Daniel Joseph Watt was thrown from a ride-share vehicle and died after it was rear-ended on the Durham Freeway back in 2021.
Family and friends took to the Durham County Courthouse Thursday, only to find that they must wait for a final decision in the case.
Watt wasn’t only working at Duke as a residence coordinator. His brother, Eugene, says he did plenty to uplift the community.
“He was an amazing person,” Eugene said. “He is loving. He is caring. He is a community-based person. My brother, Daniel Joseph Watt, was murdered by someone who was driving at 143 miles per hour at a reckless speed in a very large vehicle.”

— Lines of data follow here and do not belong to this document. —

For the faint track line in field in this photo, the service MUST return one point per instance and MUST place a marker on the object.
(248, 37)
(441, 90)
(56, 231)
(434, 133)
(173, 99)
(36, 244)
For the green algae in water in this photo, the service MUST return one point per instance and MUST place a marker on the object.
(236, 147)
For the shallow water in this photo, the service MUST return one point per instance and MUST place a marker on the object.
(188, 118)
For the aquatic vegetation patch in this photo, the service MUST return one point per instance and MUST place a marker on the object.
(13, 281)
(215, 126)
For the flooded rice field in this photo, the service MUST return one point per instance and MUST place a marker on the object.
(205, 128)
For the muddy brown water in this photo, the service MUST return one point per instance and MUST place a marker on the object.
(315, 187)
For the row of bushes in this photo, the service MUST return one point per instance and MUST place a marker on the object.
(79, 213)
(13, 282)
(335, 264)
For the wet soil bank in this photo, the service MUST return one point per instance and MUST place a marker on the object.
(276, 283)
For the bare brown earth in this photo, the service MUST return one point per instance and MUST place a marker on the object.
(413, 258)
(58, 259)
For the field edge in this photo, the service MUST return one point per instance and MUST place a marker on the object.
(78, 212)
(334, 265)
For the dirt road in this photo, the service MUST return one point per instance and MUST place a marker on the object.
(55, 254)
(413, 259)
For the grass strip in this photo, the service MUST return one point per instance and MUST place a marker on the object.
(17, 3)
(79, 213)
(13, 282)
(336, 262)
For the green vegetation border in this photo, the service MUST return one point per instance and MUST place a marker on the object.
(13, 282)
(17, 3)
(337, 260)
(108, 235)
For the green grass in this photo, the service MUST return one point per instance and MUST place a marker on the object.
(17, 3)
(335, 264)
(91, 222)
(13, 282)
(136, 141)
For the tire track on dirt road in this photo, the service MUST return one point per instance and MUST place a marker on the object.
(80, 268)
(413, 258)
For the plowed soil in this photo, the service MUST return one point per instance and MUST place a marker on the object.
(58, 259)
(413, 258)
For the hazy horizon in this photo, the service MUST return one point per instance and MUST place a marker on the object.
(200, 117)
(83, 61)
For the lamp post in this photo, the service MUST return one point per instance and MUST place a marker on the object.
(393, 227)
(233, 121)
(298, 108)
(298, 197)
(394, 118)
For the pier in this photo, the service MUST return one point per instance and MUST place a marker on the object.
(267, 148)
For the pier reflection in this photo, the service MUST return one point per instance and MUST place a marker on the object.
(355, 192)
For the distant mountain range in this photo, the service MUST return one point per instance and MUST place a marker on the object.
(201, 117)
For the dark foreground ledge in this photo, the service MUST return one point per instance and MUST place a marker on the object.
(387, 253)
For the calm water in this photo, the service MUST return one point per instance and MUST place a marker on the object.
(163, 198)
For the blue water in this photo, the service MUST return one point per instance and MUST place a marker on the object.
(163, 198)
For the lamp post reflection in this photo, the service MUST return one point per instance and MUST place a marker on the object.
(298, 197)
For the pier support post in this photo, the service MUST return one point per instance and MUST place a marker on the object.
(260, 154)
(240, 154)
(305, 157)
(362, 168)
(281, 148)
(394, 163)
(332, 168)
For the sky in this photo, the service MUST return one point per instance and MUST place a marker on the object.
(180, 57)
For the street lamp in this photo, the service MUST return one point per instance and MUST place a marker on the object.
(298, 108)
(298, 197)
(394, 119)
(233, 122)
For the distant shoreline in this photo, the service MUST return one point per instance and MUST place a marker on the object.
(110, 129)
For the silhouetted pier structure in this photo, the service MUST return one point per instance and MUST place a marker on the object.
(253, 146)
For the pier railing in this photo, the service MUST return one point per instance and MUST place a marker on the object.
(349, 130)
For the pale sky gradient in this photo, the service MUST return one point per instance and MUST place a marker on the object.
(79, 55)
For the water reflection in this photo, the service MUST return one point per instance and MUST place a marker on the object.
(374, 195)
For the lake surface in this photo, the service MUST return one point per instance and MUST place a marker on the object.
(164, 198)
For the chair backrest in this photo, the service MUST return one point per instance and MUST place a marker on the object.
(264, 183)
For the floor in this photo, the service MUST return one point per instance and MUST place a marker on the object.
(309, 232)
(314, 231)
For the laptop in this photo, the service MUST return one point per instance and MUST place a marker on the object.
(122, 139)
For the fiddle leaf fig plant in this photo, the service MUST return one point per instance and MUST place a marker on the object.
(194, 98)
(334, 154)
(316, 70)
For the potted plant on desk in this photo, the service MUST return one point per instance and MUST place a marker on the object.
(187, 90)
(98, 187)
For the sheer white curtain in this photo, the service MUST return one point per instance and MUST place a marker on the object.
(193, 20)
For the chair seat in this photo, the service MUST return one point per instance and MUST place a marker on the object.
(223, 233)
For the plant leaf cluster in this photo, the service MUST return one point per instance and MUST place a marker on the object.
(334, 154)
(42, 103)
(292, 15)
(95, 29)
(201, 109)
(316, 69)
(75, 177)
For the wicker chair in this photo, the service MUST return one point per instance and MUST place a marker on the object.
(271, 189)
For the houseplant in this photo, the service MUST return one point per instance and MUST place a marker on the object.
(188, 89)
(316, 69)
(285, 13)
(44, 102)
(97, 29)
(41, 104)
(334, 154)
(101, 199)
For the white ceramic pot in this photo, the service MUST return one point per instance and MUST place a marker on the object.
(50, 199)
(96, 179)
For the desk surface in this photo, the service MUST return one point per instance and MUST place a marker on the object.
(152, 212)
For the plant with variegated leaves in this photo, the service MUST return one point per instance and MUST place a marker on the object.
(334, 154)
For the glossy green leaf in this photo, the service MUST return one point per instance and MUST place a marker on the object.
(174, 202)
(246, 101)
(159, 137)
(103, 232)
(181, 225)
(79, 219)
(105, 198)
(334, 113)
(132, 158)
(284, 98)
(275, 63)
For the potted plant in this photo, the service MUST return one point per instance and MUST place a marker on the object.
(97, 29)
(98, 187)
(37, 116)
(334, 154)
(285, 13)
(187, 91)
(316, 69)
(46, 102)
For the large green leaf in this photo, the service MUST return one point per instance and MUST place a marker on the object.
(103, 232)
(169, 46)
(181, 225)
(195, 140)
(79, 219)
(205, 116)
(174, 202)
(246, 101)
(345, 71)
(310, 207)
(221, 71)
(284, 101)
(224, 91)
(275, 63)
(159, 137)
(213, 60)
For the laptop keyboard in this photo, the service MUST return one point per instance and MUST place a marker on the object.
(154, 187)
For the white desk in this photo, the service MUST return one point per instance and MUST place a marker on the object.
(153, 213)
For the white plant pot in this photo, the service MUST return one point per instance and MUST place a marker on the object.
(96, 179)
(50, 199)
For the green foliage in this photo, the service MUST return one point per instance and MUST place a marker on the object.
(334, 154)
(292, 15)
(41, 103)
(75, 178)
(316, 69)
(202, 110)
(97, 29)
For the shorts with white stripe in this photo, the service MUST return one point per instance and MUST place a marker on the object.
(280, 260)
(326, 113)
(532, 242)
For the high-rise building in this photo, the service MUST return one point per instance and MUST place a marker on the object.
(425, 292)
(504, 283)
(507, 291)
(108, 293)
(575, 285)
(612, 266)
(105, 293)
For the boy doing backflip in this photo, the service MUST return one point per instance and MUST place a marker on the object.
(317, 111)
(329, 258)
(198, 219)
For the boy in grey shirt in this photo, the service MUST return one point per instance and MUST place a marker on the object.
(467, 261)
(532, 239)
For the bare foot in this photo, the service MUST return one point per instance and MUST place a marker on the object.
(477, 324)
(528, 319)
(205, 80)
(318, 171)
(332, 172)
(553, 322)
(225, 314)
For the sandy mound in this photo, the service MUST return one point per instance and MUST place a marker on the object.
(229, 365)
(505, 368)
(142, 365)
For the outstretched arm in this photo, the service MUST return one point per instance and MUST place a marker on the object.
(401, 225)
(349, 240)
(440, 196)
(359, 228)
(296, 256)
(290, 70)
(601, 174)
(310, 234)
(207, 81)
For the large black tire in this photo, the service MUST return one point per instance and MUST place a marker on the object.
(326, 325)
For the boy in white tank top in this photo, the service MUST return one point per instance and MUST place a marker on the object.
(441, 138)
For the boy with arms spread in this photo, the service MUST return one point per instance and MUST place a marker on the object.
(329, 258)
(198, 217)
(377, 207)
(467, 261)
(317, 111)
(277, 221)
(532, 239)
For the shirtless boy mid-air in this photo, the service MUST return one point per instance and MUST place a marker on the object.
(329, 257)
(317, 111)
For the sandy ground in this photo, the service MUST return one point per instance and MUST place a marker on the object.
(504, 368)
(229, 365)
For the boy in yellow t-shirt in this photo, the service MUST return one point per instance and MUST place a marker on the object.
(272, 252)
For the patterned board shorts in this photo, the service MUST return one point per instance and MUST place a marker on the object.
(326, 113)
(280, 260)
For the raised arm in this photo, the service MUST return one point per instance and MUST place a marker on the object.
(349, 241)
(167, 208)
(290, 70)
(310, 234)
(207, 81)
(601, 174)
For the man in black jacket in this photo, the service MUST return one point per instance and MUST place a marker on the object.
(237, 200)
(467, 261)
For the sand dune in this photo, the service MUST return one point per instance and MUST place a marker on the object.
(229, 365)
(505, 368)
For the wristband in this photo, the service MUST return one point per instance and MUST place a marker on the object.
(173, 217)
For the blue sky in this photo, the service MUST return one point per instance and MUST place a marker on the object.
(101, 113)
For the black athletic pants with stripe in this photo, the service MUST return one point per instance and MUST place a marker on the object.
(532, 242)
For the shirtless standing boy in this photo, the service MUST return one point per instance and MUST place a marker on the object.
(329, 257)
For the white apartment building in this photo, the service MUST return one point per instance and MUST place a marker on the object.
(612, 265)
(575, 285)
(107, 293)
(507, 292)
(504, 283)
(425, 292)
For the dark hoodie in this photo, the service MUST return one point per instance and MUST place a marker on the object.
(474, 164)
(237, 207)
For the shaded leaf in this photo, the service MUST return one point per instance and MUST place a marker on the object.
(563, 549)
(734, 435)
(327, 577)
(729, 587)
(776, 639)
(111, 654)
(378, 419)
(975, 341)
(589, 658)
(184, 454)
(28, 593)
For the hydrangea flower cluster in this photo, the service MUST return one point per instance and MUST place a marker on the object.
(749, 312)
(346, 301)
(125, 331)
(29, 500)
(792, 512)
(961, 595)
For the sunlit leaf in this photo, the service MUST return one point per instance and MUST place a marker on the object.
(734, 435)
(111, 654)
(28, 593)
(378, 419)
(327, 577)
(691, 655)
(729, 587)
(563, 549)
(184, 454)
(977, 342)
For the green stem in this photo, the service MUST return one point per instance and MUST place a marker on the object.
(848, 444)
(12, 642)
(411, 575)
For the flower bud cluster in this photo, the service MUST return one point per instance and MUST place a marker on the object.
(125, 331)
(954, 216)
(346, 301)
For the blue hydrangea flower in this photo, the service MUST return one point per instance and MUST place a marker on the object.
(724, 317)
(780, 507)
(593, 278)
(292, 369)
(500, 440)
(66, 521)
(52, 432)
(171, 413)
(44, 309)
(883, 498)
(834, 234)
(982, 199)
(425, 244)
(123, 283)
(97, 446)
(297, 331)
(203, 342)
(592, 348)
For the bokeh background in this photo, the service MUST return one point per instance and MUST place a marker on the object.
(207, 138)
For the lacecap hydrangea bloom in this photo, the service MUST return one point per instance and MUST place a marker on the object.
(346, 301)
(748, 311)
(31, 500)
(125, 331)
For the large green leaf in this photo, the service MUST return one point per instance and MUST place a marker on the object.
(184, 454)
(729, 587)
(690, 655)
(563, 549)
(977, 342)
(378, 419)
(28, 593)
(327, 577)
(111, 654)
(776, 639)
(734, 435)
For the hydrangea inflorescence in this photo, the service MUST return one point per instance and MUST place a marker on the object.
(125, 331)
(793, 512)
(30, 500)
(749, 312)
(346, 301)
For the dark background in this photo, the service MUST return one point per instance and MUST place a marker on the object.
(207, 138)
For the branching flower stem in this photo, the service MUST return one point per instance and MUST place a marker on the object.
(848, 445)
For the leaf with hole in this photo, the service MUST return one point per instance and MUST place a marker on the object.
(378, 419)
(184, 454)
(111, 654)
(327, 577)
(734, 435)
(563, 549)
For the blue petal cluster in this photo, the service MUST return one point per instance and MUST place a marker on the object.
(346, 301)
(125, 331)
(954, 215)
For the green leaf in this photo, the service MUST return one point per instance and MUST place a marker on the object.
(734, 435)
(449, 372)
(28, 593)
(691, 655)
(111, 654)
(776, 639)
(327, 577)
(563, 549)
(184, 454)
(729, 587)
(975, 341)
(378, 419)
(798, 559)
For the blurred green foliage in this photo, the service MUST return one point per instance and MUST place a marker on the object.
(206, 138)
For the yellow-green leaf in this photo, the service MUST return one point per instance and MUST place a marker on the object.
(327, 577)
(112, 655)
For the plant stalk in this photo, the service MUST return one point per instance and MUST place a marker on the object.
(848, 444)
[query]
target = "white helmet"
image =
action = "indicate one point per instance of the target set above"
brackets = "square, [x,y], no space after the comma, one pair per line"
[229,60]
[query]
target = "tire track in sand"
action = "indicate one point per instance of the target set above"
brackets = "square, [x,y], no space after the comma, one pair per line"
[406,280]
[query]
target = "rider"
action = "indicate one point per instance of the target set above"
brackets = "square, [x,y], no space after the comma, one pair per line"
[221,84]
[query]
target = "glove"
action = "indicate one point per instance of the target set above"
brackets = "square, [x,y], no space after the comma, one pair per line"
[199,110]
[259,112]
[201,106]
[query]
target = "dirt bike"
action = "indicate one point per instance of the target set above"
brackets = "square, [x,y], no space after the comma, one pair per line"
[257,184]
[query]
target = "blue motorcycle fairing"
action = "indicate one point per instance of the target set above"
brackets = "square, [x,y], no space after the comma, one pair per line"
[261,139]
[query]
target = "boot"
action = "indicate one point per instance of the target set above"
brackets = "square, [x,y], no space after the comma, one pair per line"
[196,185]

On Thursday, defendant Gregory Allen Coley made his latest court appearance. The Durham man was originally charged with second-degree murder, but is now facing the possibility of a lesser charge: felony death by motor vehicle.
That’s the result of a plea deal with the district attorney’s office.
“It was done behind the backs of this family,” Mothers Against Drunk Driving Victim Services Manager Kimberly Cockrell said. “That is atrocious. And it’s actually setting precedence of how [the D.A.] is running her office.”
Defense attorney Julian Hall said his client is facing five to six years with a potentially lesser charge.
“There will be punishment, however, that punishment should be tempered with justice and mercy,” Hall said. “And it should be likened to what’s happening in our surrounding counties.”
Brought into court Thursday, the judge said he wasn’t willing to “entertain a plea deal.” The prosecution requested the case be placed on the July calendar.
The district attorney’s office tells CBS 17 it won’t be making any statements until the case is closed.
“If this case, 143 miles per hour, driving that vehicle at that time of night with that blood alcohol content doesn’t meet the statute for [second-degree] murder, then what does?” Eugene Watt said.
Eugene said he’s worried about what other judges will decide, as the court proceedings will continue in the near future. At that time, the plea deal could be accepted.
According to the defense, Coley is remorseful and has talked with children to raise awareness about impaired driving. Hall also said the second-degree murder charge could place Coley in jail for 12 to 14 years.